На Пасху мы уехали к морю, но было так холодно, комнаты нетопленые, и мы через три дня удрали в нашу теплую уютную квартиру.
Лето (т. е. авг[уст]) собираемся провести вместе с Фернеями — у моря, где-ниб[удь] в Нормандии или в Бретани. А пока уже оказались в лете, так как после зимних холодов (в апр[еле] — начале мая) наступило тепло. От деревьев [два слова нрзб] идет аромат, к[оторы]м не надышишься, и на нашем бо-сежуре[592] очень хорошо, так что даже забываешь о все растущей дороговизне и повышенных налогах. С меня требуют в этом году одного квартирного налога уже 4000 фр., квартира тоже вздорожала (из‐за стоимости топлива), и мы подумываем о переезде в меньшую квартиру.

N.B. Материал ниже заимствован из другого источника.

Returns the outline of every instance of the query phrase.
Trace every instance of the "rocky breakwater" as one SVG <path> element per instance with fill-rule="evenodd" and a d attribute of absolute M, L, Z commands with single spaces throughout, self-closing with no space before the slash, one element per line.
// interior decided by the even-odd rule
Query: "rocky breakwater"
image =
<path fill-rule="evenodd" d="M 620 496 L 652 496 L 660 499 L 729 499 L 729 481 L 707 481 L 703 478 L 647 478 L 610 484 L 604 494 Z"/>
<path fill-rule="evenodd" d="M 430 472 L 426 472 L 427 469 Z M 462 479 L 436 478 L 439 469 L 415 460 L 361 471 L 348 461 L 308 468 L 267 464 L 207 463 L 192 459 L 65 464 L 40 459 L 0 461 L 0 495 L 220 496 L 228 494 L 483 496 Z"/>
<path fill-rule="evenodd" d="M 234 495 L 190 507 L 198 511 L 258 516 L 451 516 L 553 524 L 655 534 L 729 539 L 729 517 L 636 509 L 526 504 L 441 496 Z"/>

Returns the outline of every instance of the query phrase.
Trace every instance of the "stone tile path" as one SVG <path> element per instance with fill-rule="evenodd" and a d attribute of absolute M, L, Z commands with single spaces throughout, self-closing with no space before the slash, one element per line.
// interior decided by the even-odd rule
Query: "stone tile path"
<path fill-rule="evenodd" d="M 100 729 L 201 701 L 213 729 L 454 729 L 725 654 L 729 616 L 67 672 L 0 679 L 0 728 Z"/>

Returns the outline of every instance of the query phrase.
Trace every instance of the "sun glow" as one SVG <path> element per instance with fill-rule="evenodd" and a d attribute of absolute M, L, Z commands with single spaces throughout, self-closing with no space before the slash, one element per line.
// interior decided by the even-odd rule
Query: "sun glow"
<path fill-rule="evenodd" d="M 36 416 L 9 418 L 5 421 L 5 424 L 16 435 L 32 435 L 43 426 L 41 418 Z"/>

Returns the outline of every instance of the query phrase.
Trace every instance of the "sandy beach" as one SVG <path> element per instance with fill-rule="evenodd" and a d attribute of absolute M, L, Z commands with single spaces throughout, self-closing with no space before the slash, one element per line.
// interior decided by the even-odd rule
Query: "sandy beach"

С Элькиными встречаемся сравнительно часто. На Пасху они были на юге, куда приехал и барристер[593] с женою. Шура заходил ко мне, милый юноша, и «такое рассуждение на лице». И в том, чтó есть практическое устроение в жизни, толк понимает.
Вышла книга Грузенберга «Вчера»[594]. Милюков[595] — страха ради иудейска — написал о ней восторженную рецензию[596]. Я прочел эту книгу. Лучше бы она не вышла. Очерки, посвященные воспоминаниям о делах, очень интересны, но они пропадают в автобиографии и в воспоминаниях о «великих людях», его друзьях — Короленко[597], Горьком[598], Кони[599]. Язык — вымученный, любовь к «истинно-русским» оборотам речи и поговоркам (Кременецкий — Алданова[600]), — и повсюду Оскар, Оскар и Оскар — некуда от него спрятаться. Как Вам нравится в первых строках — определение русского языка:
«Я полюбил этот удивительный язык: в ласке шелковисто-нежный, завораживающий; в книге — простой, просвечивающий, до невозможности скрыть малейшую фальшь; в испытаниях борьбы — подмороженный, страстно-сдержанный».